Almost 13 months after the beta version was announced, Apache Cassandra 4.0 is now considered ready for use. In addition, a production-ready version is available as a general release.

In the past, Apache would roll out updates and changes after a long wait for its customers. With Apache 4.0, the Apache Cassandra project commits to 6-month cycles for any changes or updates – a departure from their old ways.

Prior to the 4.0 release, Cassandra would often release versions of their programs riddled with bugs. These bugs would almost immediately show up. These issues would then be addressed in dot releases over time until the problem was not solved.

What’s new?

  • Change Data Capture Streaming throughput is 5x faster for populating new clusters
  • For reads and writes, there is a 25% improvement.
  • Hardened consistency checks for replicas – also known as incremental repair.
  • Addition of real-time audit logging for better visibility of what is going on.

Roadblocks along the way

During the developmental phase, which took a year, there were many instances where bothersome issues popped up again and again. According to Patrick McFadin, DataStax vice president of developer relations, different issues came up right until the update was supposed to go live.
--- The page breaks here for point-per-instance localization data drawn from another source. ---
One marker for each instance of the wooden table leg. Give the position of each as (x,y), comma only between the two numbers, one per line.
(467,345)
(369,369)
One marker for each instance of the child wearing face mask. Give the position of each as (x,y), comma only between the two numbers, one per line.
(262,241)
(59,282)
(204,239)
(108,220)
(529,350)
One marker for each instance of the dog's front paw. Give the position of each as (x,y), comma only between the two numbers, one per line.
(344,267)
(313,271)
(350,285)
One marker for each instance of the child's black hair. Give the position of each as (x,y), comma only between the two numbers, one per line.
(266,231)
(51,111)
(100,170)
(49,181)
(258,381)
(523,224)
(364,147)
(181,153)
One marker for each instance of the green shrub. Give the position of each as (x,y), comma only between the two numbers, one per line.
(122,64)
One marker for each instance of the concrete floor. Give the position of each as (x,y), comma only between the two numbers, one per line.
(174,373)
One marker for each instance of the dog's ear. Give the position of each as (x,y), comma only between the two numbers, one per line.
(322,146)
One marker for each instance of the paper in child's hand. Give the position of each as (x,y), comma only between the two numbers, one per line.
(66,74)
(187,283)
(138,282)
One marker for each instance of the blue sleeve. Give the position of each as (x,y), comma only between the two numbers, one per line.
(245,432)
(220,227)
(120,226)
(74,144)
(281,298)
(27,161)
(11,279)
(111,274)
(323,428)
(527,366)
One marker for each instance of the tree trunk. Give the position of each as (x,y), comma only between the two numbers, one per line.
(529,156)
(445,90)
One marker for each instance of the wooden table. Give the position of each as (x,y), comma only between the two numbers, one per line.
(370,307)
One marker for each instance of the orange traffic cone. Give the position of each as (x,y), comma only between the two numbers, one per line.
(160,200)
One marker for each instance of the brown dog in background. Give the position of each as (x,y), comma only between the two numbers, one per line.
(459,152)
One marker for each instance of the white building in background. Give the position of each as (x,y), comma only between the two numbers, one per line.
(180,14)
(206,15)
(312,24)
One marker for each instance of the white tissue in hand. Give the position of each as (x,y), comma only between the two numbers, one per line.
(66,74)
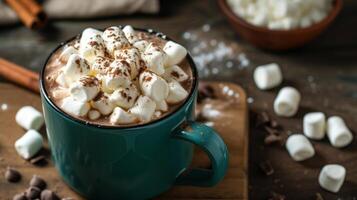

Improvements have since been made to make the next cycle a quicker and more manageable one. For starters, the process of adding more features is more defined. This brings it up to par with other projects such as Spark and Kafka.

What’s next?

  • For versions 4.1 and 5.0, the plan is to add cloud-native support into Cassandra.
  • The DataStax developed Kubernetes operator is the right match; however, its implementation will stay a matter for the vendor.
  • DataStax will start to offer the secondary index, which it introduced last year.

Going from Cassandra 3.0 to Cassandra 4.0 took almost six years. For Cassandra 4.0, the first beta arrived in 13 months. This is far from ideal, to say the least.

Moving forward, the plan is to introduce dot-updates every six months, while a major release will come every 12 months. This comes after pressure from customers who feel that a platform at this scale must update its features more regularly.